Basic API Design Guidelines Are Your First Step Towards API Governance
I am working with a group that has begun defining their API governance strategy. We’ve discussed a full spectrum of API lifecycle capabilities that need to be integrated into their development practices, and CI/CD workflow, as well as eventually their API governance documentation. However, they are just getting going with the concept of API governance, and I want to make sure they don’t get ahead of themselves and start piling in too much into their API governance documentation, before they can get buy in, and participation from other groups.
We are approaching the first draft of an API governance document for the organization, and while it has lofty aspirations, the first draft is really nothing more than some basic API design guidelines. It is basically a two-page document that explains why REST is good, provides guidance on naming paths, using your verbs, and a handful of other API design practices. While I have a much longer list of items I want to see added to the document, I feel it is much more important to get the basic first draft up, circulated amongst groups, and establishing feedback loops, than making sure the API governance document is comprehensive. Without buy-in from all groups, any API governance strategy will be ignored, and ultimately suffocated by teams who feel like they don’t have any ownership in the process.

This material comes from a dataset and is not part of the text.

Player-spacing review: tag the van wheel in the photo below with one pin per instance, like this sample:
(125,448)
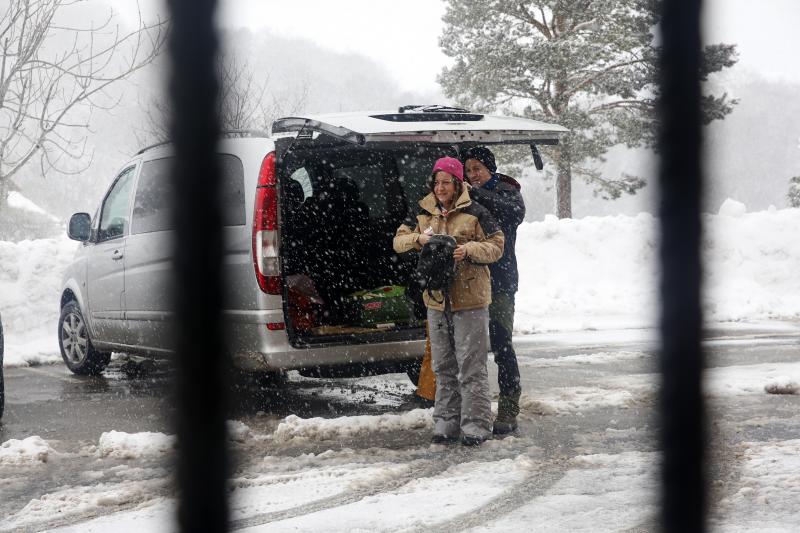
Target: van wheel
(76,347)
(412,371)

I am lobbying that the API governance strategy be versioned and evolved much like any other artifact, code, or documentation applied across API operations. This is v1 of the API governance, and before we can iterate towards v2, we need to get feedback, accept issues, comments, and allow for pull requests on the strategy before it moves forward. It is critical that ALL teams feel like they have been part of the conversation from day one, otherwise it can be weakened as a strategy, and any team looking to implement, coach, advise, report on, and enforce will be hobbled. API governance advocates always wish for things to move forward at a faster speed, but the reality within large organizations will require more consensus, or at least involvement, which will move forward at a variety of speeds depending on the size of the organization.
This process has been a reminder for me, and hopefully for my readers who are looking to get started on their API governance strategy. Always start small. Get your first draft up. Start with the basics of how you define and design your APIs, and then begin to flesh out the finer details of design, deployment, management, testing, and the other stops along your lifecycle. Just get your basic version documentation and guidance published. Maybe even consider calling it something other than governance from day one. Come up with a much more friendly name, that might not turn your various teams off, and then once it matures you can call it what it is, after everyone is participating, and has buy-in regarding the overall API governance strategy for your platform.